Diante de transformações aceleradas e inovadoras, começaram a surgir lacunas resultantes do fenômeno de rápida obsolescência legislativa. Isso porque o Direito precisa conseguir acompanhar a velocidade das mudanças causadas pela inovação tecnológica sob pena de não garantir mais segurança jurídica-social. Tanto que os ministros Luiz Fux e Dias Toffoli convocaram uma audiência pública para debater as regras do MCI, realizada nesta semana em Brasília, na qual pude contribuir como uma das participantes.
É natural que de tempos em tempos o Estado analise os novos riscos para trazer soluções que possam proteger o cidadão, garantir a livre concorrência e fomentar o desenvolvimento econômico-social sustentável. O STF é o protetor da constituição, e por isso atua para garantir os direitos fundamentais. Nesta conjuntura, inclui encontrar meios de harmonizar a liberdade de expressão, sem ferir a dignidade humana.
Ou seja, envolve tanto aplicar a lei já existente, como preencher lacunas enquanto não é atualizada pelo legislativo. Afinal, que internet queremos para o futuro?

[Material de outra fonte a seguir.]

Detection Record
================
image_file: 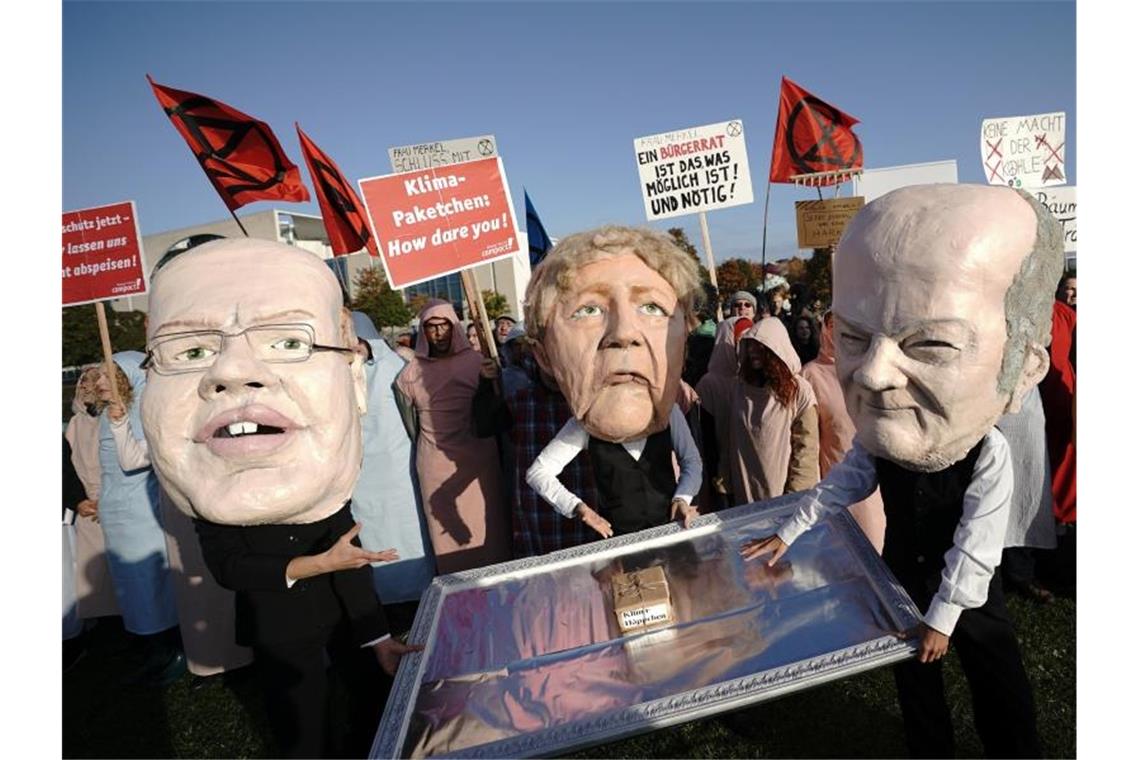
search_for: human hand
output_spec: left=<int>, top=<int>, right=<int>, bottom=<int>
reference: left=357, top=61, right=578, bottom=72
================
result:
left=902, top=623, right=950, bottom=662
left=740, top=534, right=788, bottom=567
left=372, top=636, right=424, bottom=676
left=669, top=499, right=701, bottom=528
left=578, top=501, right=613, bottom=538
left=479, top=357, right=499, bottom=379
left=319, top=523, right=400, bottom=573
left=677, top=381, right=701, bottom=415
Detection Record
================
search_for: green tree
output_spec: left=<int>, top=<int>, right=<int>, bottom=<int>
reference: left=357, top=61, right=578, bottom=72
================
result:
left=483, top=291, right=511, bottom=321
left=352, top=267, right=413, bottom=327
left=804, top=248, right=831, bottom=305
left=666, top=227, right=710, bottom=285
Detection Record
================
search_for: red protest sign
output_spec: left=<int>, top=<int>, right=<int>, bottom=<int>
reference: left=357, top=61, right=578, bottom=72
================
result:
left=63, top=201, right=146, bottom=307
left=359, top=157, right=520, bottom=287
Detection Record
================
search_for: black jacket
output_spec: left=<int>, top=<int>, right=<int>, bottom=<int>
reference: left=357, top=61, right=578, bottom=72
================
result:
left=194, top=502, right=388, bottom=646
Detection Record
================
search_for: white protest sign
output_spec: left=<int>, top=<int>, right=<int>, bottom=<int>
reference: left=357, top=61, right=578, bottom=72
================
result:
left=1029, top=187, right=1076, bottom=253
left=982, top=111, right=1067, bottom=188
left=388, top=134, right=498, bottom=173
left=634, top=119, right=752, bottom=221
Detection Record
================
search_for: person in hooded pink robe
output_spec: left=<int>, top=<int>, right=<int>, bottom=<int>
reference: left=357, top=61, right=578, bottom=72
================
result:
left=396, top=301, right=511, bottom=574
left=725, top=317, right=820, bottom=504
left=803, top=311, right=887, bottom=554
left=64, top=367, right=119, bottom=620
left=697, top=317, right=752, bottom=506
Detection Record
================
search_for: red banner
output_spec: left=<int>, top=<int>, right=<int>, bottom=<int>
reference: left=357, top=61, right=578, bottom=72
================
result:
left=360, top=157, right=520, bottom=288
left=147, top=75, right=309, bottom=211
left=294, top=124, right=380, bottom=256
left=768, top=76, right=863, bottom=185
left=63, top=201, right=146, bottom=307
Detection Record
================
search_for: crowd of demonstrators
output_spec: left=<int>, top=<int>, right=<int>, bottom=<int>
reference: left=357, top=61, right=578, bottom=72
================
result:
left=697, top=319, right=752, bottom=510
left=727, top=318, right=820, bottom=504
left=96, top=351, right=185, bottom=683
left=65, top=210, right=1076, bottom=751
left=396, top=301, right=511, bottom=573
left=352, top=311, right=435, bottom=630
left=804, top=311, right=887, bottom=553
left=107, top=362, right=253, bottom=678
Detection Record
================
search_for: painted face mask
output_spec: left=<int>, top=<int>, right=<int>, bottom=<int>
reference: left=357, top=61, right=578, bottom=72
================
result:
left=141, top=239, right=365, bottom=524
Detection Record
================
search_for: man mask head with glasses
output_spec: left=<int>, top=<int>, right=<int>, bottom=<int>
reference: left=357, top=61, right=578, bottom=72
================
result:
left=141, top=239, right=366, bottom=525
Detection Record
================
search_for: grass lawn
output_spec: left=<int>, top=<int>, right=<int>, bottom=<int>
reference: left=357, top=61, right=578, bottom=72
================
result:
left=63, top=596, right=1076, bottom=758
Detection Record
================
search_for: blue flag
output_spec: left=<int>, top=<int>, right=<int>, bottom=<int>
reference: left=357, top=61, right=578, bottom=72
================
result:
left=522, top=188, right=554, bottom=269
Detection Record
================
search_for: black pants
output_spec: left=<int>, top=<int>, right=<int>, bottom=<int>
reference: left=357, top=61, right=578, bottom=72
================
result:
left=895, top=571, right=1041, bottom=758
left=254, top=624, right=391, bottom=758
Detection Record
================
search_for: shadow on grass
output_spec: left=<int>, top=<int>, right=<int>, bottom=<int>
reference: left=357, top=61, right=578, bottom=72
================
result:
left=63, top=597, right=1076, bottom=758
left=63, top=618, right=274, bottom=758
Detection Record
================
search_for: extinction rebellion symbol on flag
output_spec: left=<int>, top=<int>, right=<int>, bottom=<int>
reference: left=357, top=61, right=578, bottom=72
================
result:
left=784, top=95, right=863, bottom=174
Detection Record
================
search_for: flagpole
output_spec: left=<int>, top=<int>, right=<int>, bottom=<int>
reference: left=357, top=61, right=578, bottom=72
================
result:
left=760, top=179, right=772, bottom=295
left=698, top=211, right=724, bottom=321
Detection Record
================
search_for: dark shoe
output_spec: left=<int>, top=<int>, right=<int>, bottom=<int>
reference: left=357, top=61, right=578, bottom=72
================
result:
left=1010, top=581, right=1057, bottom=604
left=125, top=649, right=186, bottom=687
left=144, top=649, right=186, bottom=686
left=64, top=637, right=87, bottom=673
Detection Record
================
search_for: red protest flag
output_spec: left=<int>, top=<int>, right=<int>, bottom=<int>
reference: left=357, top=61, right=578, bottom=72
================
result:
left=146, top=74, right=309, bottom=212
left=293, top=122, right=380, bottom=256
left=768, top=76, right=863, bottom=185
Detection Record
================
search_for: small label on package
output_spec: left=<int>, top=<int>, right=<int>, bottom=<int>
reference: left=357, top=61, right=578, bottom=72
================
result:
left=613, top=566, right=673, bottom=634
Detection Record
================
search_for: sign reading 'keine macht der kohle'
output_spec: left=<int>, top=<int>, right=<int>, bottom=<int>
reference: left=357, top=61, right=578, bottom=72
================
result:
left=63, top=201, right=146, bottom=307
left=982, top=111, right=1068, bottom=189
left=634, top=119, right=752, bottom=221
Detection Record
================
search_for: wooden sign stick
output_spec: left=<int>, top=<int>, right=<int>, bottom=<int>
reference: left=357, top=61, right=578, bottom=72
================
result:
left=95, top=301, right=125, bottom=408
left=459, top=269, right=503, bottom=367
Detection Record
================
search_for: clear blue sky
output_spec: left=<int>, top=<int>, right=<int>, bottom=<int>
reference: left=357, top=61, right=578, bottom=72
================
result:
left=63, top=0, right=1077, bottom=260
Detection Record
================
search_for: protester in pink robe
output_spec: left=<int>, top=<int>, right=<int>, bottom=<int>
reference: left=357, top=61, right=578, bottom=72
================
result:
left=804, top=311, right=887, bottom=554
left=726, top=317, right=820, bottom=504
left=697, top=317, right=752, bottom=506
left=396, top=301, right=511, bottom=574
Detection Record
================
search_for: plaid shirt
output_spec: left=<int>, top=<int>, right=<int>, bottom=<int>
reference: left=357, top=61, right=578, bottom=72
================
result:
left=507, top=357, right=599, bottom=557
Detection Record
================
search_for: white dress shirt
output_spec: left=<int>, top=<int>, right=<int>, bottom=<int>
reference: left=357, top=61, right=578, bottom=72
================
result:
left=776, top=427, right=1013, bottom=636
left=527, top=404, right=701, bottom=517
left=107, top=415, right=391, bottom=649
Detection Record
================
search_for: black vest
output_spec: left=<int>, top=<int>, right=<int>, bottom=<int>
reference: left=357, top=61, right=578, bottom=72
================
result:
left=874, top=439, right=984, bottom=610
left=589, top=427, right=677, bottom=536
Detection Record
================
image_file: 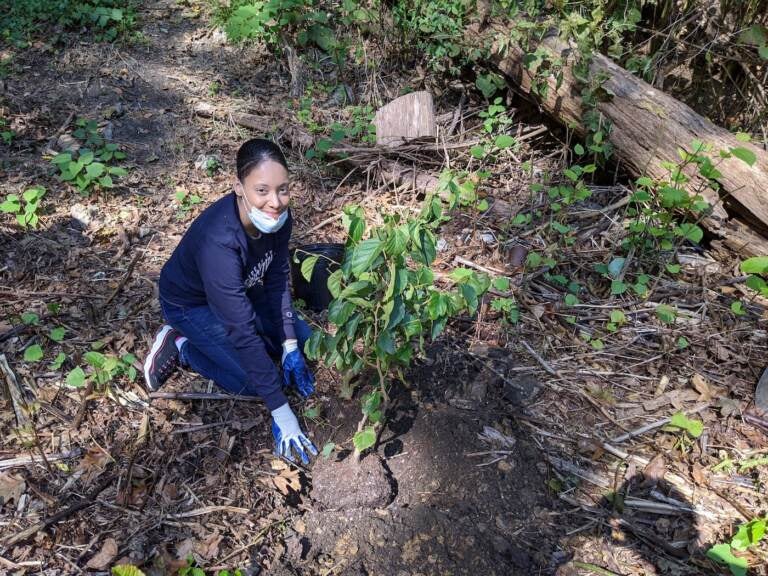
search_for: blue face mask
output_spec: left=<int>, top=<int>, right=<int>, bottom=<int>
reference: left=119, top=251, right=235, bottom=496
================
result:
left=242, top=194, right=288, bottom=234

Com toda certeza um dos pilares principais é o da transparência. Vivemos a "Economia do Tempo", onde os ganhos das empresas são resultado do tempo gasto pelo usuários, assim como pelo que produzem e consomem nessas redes. Parte de um arranjo pensado para beneficiar essas companhias a partir do engajamento de quem navega e gasta seu tempo ali. Quanto mais tempo, mais monetização.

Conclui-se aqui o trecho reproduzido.